Re: bug in tulip_rx? patch

Wolfgang Walter (wolfgang.walter@stusta.mhn.de)
Wed, 24 Nov 1999 16:49:36 +0100


On Wed, Nov 24, 1999 at 11:10:30AM +0100, Miquel van Smoorenburg wrote:
> In article <cistron.19991124023024.A2289@wuerli.h3.stusta.mhn.de>,
> Wolfgang Walter <wolfgang.walter@stusta.mhn.de> wrote:
> >Since we use 2.2.14pre4 instead of 2.0.38 we observe random hangs of the
> >network interface which is a tulip card.
> >
> >I tried older tulip-drivers, but this happens with all of them.
>
> I have the same happening with the epic100 and eepro100 drivers.
> Since they all were written by Donald, and probably use the
> same skeleton, could it be that this same bug is present in
> those drivers as well ?
>
> [checking .. oh yes, at least the epic100 driver is remarkably similar!]

Probably same reason, indeed.

As this seems to concern not only the tulip driver, I think I should explain
the bug in more detail in this list again instead referring my mail on
tulip-bug. And what my patch does (ok, should do :-) ).

The tulip-driver (and probably other drivers, too) has a ring-buffer design.
Two counters are important:

cur_rx and dirty_rx.

Donald use them a little bit tricky. They are unsigned int. As long as the ring
buffer size is smaller that (and it is, of course), all calculations and
checks even work when they wrap-around (you must be carefull, though, to
calculate with always with unsigned int). Rather nice.

The following entries are owned by the card:

unsigned int i;
for (i=cur_rx; cur_rx + i != dirty_rx + RX_RING_SIZE; i++) {
entry = i % RX_RING_SIZE;
}

The following entries are not owned by the card:

unsigned int i;
for (i=dirty_rx; dirty_rx + i != cur_rx) {
entry = i % RX_RING_SIZE;
}

One can see: usually this meens (if they are not wrapping around)
dirty_rx <= cur_rx <= dirty_rx + RX_RING_SIZE

Speciall situations:

cur_rx == dirty_rx

means: all entries are owned by card.

cur_rx == dirty_rx + RX_RING_SIZE

means: no entry is owned by card.

Every entry owned by the card must have associated memory which means a skb.
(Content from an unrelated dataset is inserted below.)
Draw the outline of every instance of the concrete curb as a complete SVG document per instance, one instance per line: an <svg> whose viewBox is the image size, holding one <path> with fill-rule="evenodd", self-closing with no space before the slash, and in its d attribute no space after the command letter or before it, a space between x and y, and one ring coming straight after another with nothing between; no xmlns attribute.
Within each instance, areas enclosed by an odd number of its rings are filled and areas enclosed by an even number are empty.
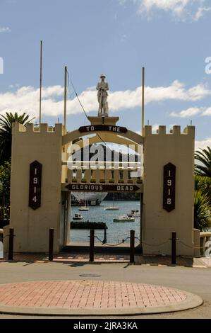
<svg viewBox="0 0 211 333"><path fill-rule="evenodd" d="M178 290L178 289L177 289ZM127 307L123 309L76 309L68 310L63 308L39 308L30 307L11 307L3 305L0 303L0 313L12 315L47 315L47 316L107 316L107 315L152 315L158 313L167 313L185 310L193 309L203 303L203 299L197 295L181 290L184 293L187 298L185 300L175 303L175 304L149 307Z"/></svg>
If you have a look at the implementation there is another important conditions
which allways hold if tulip_rx finished:

If cur_rx != dirty_rx then the entry dirty_rx % RX_RING_SIZE has
no skb associated.

The bug now is: the tulip driver tries to avoid copying. He often gives the
skb of the entry away and tries to reallocate a new skb for the ring in
tulip_rx.

This is fine as long we do not enter the situation that the entry associated
with cur_rx has no skb as this entry is used by the card for the next packet
received. It is clear that

cur_rx no skb <=> cur_rx == dirty_rx % RX_RING_SIZE

The card now stops receiving. Even if we get later a no receive buffer
interrupt: if we do not succeed in allocation a skb we will get no further
interrupts and so never get the chance to allocate a skb => hang.

There are several workarounds:

1. always allocate immediately a replacement skb. If we do not succeed: drop
the packet.

In this case we insure that every entry has always a skb associated,
therefor after tulip_rx cur_rx == dirty_rx always holds

But this is especially inflexible and a lot of packets could be dropped.

2. always ensure that cur_rx always has an skb associated. After the above
ist is clear that this means:

If cur_rx == dirty_rx % RX_RING_SIZE at the end of tulip_rx we
must associate a skb with cur_rx (and then we may increase) dirty_rx.

To be able to do that we must keep always one skb of our ring buffer.
If we had to give away our last skb, we must drop the packet.

Nr. 2 is what my patch does. This is probably a strategie which works for other
drivers, too.

A comment: if in tulip_rx cur_rx == dirty_rx % RX_RING_SIZE after processing the
new packets the card may already in suspend mode. But it will switch to running
mode automatically when the next packet is received (if I read the manual
correctly). I don't now if a additional receive poll command has advantages.

Excuse my english

Hope this description helps when analyzing other drivers.